Thousands brave weather to protest Trump climate policies

SEATTLE (AP) — Thousands of people across the U.S. marched in rain,  snow and sweltering heat Saturday to demand action on climate change —  mass protests that coincided with President Donald Trump's 100th day in  office and took aim at his agenda for rolling back environmental  protections.

At the marquee event, the Peoples Climate March in Washington, D.C.,  tens of thousands of demonstrators made their way down Pennsylvania  Avenue on their way to encircle the White House as temperatures soared  into the 90s.

Organizers said about 300 sister marches or rallies were being held  around the country, including in Seattle, Boston and San Francisco. A  wet spring snow fell in Denver, where several hundred activists posed in  the shape of a giant thermometer for a photograph and a dozen people  rode stationary bikes to power the loudspeakers. In Chicago, a  rain-soaked crowd of thousands headed from the city's federal plaza to  Trump Tower.

"We are here because there is no Planet B," the Rev. Mariama White-Hammond of Bethel AME Church told a rally in Boston.

The demonstrations came one week after supporters of science gathered  in 600 cities around the globe, alarmed by political and public  rejection of established research on topics including climate change and  the safety of vaccines.
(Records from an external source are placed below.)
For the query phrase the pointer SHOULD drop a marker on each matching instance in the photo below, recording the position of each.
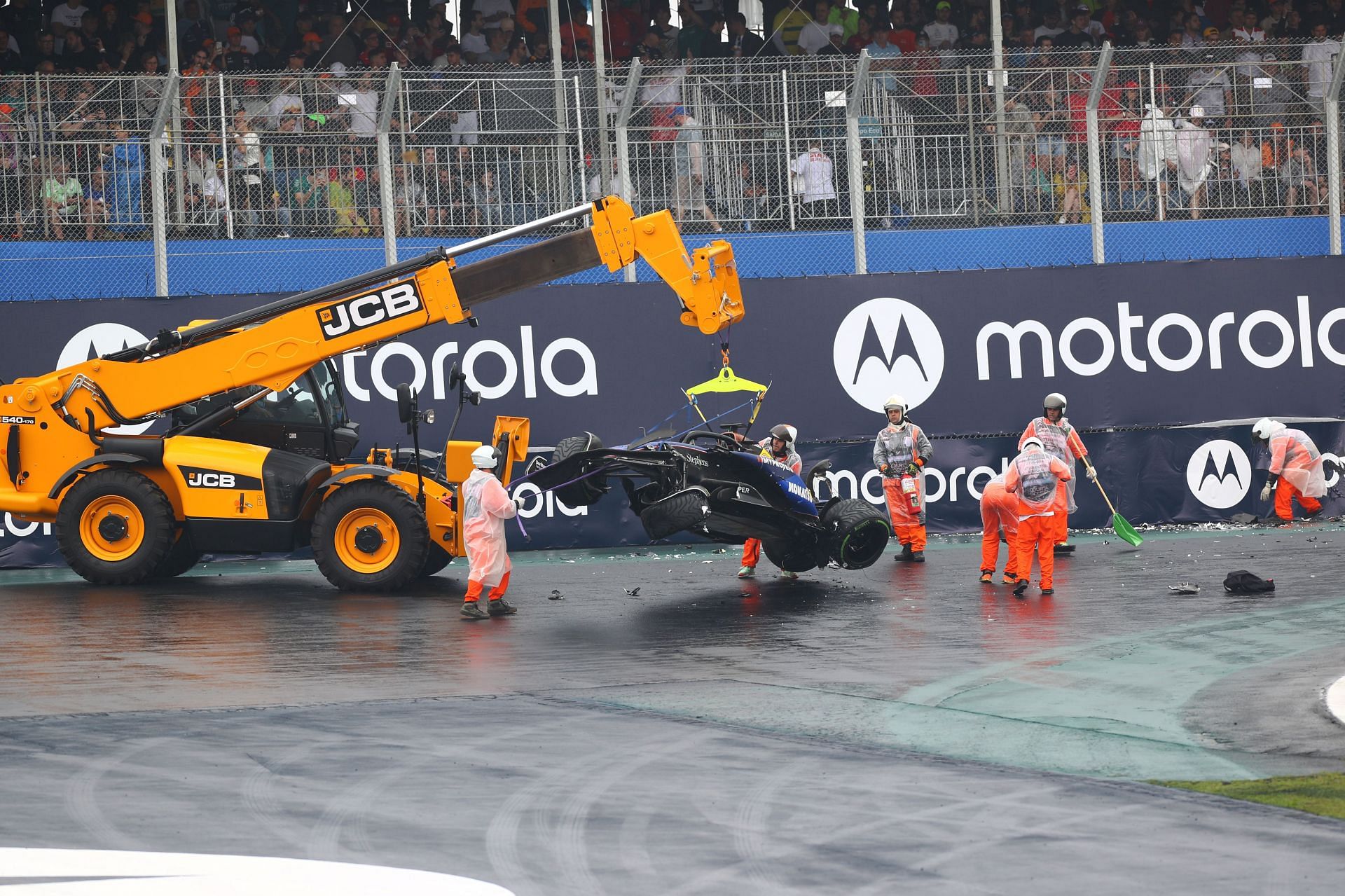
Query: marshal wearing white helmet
(485, 506)
(778, 447)
(1061, 441)
(900, 453)
(1295, 469)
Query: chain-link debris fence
(333, 172)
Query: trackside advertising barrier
(1138, 350)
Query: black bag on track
(1247, 583)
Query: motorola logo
(888, 346)
(1219, 474)
(97, 340)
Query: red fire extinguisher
(911, 489)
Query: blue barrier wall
(219, 267)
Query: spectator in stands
(1194, 144)
(286, 102)
(338, 46)
(1210, 88)
(1071, 188)
(11, 60)
(78, 58)
(1079, 35)
(1277, 20)
(1052, 120)
(862, 38)
(247, 195)
(786, 29)
(814, 184)
(668, 33)
(743, 43)
(902, 34)
(942, 33)
(498, 53)
(96, 203)
(11, 174)
(817, 34)
(408, 195)
(124, 159)
(1301, 184)
(1318, 58)
(1049, 26)
(362, 106)
(252, 102)
(340, 200)
(689, 169)
(62, 198)
(1246, 27)
(308, 200)
(1225, 191)
(474, 39)
(1246, 159)
(46, 51)
(1159, 146)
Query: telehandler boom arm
(55, 419)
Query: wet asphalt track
(897, 729)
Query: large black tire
(675, 513)
(858, 533)
(435, 560)
(181, 558)
(116, 528)
(370, 536)
(796, 556)
(587, 491)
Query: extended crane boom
(53, 441)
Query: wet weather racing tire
(587, 491)
(675, 513)
(791, 556)
(858, 533)
(370, 536)
(181, 558)
(116, 528)
(435, 560)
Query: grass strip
(1323, 794)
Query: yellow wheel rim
(368, 540)
(112, 528)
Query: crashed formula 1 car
(716, 486)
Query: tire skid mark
(81, 798)
(573, 849)
(502, 846)
(751, 829)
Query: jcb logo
(210, 481)
(365, 311)
(198, 478)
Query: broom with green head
(1119, 524)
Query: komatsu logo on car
(369, 310)
(200, 478)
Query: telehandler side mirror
(405, 403)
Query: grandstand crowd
(1218, 109)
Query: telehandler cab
(254, 457)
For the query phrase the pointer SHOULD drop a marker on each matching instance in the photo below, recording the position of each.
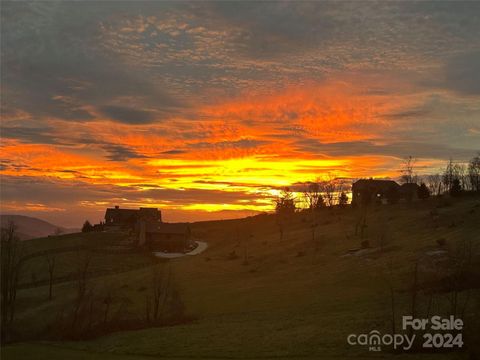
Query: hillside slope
(31, 228)
(253, 294)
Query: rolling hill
(253, 294)
(31, 228)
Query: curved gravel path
(201, 247)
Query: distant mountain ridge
(31, 228)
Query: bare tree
(408, 170)
(434, 183)
(312, 195)
(82, 272)
(454, 174)
(330, 190)
(11, 264)
(51, 268)
(285, 206)
(160, 284)
(474, 173)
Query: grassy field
(254, 295)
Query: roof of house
(377, 183)
(121, 215)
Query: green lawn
(287, 301)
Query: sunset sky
(206, 109)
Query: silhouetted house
(126, 219)
(147, 229)
(367, 191)
(163, 236)
(409, 191)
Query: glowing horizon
(205, 110)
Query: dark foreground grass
(274, 298)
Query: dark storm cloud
(398, 149)
(57, 67)
(55, 192)
(463, 73)
(269, 29)
(34, 135)
(238, 144)
(128, 115)
(120, 152)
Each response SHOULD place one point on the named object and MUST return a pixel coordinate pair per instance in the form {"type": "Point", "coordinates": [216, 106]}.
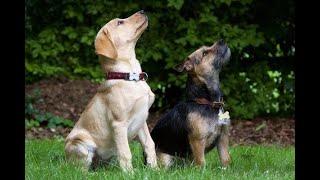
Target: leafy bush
{"type": "Point", "coordinates": [59, 41]}
{"type": "Point", "coordinates": [34, 118]}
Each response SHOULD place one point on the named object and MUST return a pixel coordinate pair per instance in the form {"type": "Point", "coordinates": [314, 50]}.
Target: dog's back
{"type": "Point", "coordinates": [171, 133]}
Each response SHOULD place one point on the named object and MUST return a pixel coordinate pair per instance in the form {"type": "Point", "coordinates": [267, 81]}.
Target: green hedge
{"type": "Point", "coordinates": [258, 81]}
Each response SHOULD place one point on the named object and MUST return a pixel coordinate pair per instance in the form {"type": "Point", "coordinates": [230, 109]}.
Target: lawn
{"type": "Point", "coordinates": [45, 160]}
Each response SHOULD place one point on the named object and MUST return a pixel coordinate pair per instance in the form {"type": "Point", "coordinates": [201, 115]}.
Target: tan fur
{"type": "Point", "coordinates": [118, 111]}
{"type": "Point", "coordinates": [165, 160]}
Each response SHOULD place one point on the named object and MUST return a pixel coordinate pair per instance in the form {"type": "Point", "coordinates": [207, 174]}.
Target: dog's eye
{"type": "Point", "coordinates": [120, 22]}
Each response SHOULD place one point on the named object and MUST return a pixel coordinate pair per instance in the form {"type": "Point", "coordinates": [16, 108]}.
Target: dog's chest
{"type": "Point", "coordinates": [213, 133]}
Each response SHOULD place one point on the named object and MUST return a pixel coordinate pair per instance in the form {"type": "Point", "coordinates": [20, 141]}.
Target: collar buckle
{"type": "Point", "coordinates": [134, 76]}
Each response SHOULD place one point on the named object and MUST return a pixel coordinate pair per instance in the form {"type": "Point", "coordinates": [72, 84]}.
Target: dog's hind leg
{"type": "Point", "coordinates": [223, 145]}
{"type": "Point", "coordinates": [164, 159]}
{"type": "Point", "coordinates": [148, 146]}
{"type": "Point", "coordinates": [80, 152]}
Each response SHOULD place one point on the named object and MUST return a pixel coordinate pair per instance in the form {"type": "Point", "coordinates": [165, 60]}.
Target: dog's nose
{"type": "Point", "coordinates": [221, 41]}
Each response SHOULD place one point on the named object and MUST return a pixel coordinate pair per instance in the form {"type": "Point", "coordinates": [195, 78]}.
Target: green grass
{"type": "Point", "coordinates": [45, 160]}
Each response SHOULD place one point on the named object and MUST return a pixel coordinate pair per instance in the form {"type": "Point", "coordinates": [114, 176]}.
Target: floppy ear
{"type": "Point", "coordinates": [104, 46]}
{"type": "Point", "coordinates": [186, 65]}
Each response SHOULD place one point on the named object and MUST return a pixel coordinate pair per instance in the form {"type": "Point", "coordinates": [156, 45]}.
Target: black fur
{"type": "Point", "coordinates": [170, 135]}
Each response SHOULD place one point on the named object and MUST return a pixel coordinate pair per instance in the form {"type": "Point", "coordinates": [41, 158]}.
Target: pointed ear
{"type": "Point", "coordinates": [186, 65]}
{"type": "Point", "coordinates": [104, 45]}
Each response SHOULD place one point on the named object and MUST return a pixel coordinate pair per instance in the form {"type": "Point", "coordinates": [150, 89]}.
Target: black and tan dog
{"type": "Point", "coordinates": [194, 127]}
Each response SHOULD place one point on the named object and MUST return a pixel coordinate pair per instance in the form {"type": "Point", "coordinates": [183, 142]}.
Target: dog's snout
{"type": "Point", "coordinates": [221, 42]}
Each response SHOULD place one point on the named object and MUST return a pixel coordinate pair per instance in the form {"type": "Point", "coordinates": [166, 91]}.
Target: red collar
{"type": "Point", "coordinates": [127, 76]}
{"type": "Point", "coordinates": [205, 101]}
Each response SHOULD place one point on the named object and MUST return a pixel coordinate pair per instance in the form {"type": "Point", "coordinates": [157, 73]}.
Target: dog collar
{"type": "Point", "coordinates": [214, 104]}
{"type": "Point", "coordinates": [127, 76]}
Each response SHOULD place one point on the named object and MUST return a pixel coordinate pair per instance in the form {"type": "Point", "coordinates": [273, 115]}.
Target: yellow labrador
{"type": "Point", "coordinates": [118, 111]}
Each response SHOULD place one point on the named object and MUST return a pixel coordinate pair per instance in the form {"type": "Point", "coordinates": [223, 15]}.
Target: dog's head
{"type": "Point", "coordinates": [119, 36]}
{"type": "Point", "coordinates": [206, 61]}
{"type": "Point", "coordinates": [205, 64]}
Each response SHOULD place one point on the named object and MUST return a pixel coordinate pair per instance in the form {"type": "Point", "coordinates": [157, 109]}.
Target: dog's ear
{"type": "Point", "coordinates": [104, 45]}
{"type": "Point", "coordinates": [186, 65]}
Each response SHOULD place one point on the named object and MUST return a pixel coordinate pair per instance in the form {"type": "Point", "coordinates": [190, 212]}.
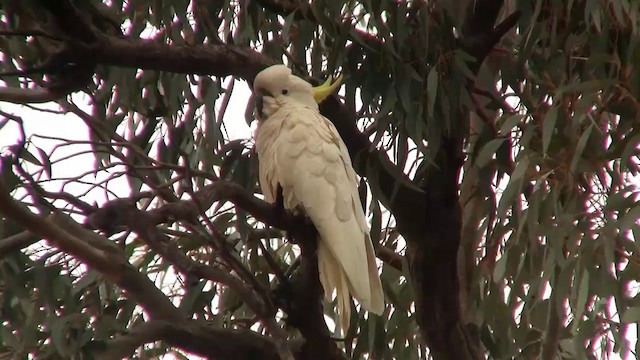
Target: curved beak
{"type": "Point", "coordinates": [322, 92]}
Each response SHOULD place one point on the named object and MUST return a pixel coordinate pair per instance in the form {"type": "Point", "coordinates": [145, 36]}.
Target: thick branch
{"type": "Point", "coordinates": [16, 242]}
{"type": "Point", "coordinates": [433, 260]}
{"type": "Point", "coordinates": [195, 336]}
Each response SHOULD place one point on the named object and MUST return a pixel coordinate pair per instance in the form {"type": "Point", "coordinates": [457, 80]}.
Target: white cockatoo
{"type": "Point", "coordinates": [301, 151]}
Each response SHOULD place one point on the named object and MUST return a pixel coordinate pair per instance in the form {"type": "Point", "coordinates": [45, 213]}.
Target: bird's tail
{"type": "Point", "coordinates": [332, 276]}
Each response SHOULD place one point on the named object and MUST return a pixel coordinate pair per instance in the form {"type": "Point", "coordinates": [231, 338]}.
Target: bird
{"type": "Point", "coordinates": [301, 154]}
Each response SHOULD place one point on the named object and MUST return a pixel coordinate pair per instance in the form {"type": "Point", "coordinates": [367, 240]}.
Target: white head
{"type": "Point", "coordinates": [275, 86]}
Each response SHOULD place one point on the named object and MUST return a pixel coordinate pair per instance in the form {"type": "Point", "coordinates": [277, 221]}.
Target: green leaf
{"type": "Point", "coordinates": [432, 90]}
{"type": "Point", "coordinates": [631, 315]}
{"type": "Point", "coordinates": [510, 123]}
{"type": "Point", "coordinates": [488, 151]}
{"type": "Point", "coordinates": [549, 128]}
{"type": "Point", "coordinates": [580, 148]}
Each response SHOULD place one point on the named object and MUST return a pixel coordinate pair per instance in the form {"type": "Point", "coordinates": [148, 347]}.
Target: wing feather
{"type": "Point", "coordinates": [301, 150]}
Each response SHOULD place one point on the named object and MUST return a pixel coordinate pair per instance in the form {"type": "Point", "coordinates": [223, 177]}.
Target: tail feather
{"type": "Point", "coordinates": [332, 276]}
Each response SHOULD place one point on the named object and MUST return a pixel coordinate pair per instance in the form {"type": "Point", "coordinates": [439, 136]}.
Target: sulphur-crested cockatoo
{"type": "Point", "coordinates": [301, 151]}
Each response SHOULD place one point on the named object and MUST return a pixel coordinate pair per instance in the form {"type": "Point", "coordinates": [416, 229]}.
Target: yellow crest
{"type": "Point", "coordinates": [322, 92]}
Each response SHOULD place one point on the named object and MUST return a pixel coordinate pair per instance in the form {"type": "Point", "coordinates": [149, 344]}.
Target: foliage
{"type": "Point", "coordinates": [548, 260]}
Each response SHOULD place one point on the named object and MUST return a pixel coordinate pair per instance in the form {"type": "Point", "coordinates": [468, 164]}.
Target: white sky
{"type": "Point", "coordinates": [71, 127]}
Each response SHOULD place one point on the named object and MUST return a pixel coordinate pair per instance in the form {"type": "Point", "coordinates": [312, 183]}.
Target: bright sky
{"type": "Point", "coordinates": [38, 123]}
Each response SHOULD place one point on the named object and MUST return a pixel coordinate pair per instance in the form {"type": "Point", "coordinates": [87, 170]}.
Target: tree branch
{"type": "Point", "coordinates": [16, 242]}
{"type": "Point", "coordinates": [102, 255]}
{"type": "Point", "coordinates": [194, 336]}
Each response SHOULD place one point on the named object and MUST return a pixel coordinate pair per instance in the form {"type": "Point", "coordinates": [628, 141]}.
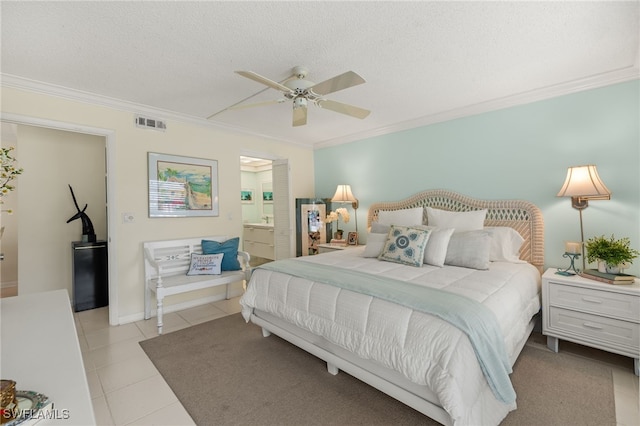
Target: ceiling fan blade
{"type": "Point", "coordinates": [260, 79]}
{"type": "Point", "coordinates": [340, 82]}
{"type": "Point", "coordinates": [275, 101]}
{"type": "Point", "coordinates": [351, 110]}
{"type": "Point", "coordinates": [299, 115]}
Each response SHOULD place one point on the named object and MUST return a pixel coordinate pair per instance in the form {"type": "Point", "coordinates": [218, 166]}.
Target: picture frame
{"type": "Point", "coordinates": [352, 238]}
{"type": "Point", "coordinates": [267, 193]}
{"type": "Point", "coordinates": [182, 186]}
{"type": "Point", "coordinates": [247, 196]}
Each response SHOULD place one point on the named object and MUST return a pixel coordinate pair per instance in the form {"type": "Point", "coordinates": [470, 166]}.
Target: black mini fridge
{"type": "Point", "coordinates": [90, 275]}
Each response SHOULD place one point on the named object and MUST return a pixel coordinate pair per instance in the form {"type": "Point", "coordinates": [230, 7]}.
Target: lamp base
{"type": "Point", "coordinates": [571, 270]}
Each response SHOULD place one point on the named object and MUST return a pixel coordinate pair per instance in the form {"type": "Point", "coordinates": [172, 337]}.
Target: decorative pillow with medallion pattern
{"type": "Point", "coordinates": [405, 245]}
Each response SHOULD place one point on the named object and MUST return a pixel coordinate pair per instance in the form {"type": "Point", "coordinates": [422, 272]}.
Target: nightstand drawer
{"type": "Point", "coordinates": [609, 330]}
{"type": "Point", "coordinates": [599, 302]}
{"type": "Point", "coordinates": [265, 251]}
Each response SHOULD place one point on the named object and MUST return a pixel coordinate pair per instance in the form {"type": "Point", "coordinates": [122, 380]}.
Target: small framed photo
{"type": "Point", "coordinates": [352, 238]}
{"type": "Point", "coordinates": [246, 196]}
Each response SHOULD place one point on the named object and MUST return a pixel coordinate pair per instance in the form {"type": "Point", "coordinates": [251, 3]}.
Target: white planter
{"type": "Point", "coordinates": [602, 266]}
{"type": "Point", "coordinates": [613, 269]}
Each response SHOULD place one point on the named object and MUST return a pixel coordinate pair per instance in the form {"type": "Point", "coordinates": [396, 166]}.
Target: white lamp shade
{"type": "Point", "coordinates": [583, 182]}
{"type": "Point", "coordinates": [343, 195]}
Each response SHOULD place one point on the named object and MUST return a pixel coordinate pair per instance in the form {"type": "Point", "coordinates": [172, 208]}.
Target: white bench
{"type": "Point", "coordinates": [166, 264]}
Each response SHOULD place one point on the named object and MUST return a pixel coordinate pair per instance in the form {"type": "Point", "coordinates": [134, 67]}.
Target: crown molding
{"type": "Point", "coordinates": [21, 83]}
{"type": "Point", "coordinates": [592, 82]}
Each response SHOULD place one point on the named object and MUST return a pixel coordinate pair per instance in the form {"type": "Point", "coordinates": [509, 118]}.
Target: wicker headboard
{"type": "Point", "coordinates": [523, 216]}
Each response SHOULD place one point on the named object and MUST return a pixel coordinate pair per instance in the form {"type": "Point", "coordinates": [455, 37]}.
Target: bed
{"type": "Point", "coordinates": [440, 335]}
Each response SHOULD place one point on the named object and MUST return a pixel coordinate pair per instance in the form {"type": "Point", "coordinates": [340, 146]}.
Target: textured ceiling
{"type": "Point", "coordinates": [423, 61]}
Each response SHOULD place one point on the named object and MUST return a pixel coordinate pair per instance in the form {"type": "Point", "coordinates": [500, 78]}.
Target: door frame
{"type": "Point", "coordinates": [110, 144]}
Participants Saturday said they object to Trump's rollback of  restrictions on mining, oil drilling and greenhouse gas emissions at  coal-fired power plants, among other things. Trump has called climate  change a hoax, disputing the overwhelming consensus of scientists that  the world is warming and that man-made carbon emissions are primarily to  blame.

Among those attending the Chicago rally were members of the union  representing Environmental Protection Agency employees. Trump has  proposed cutting the EPA's budget by almost one-third, eliminating more  than 3,000 jobs.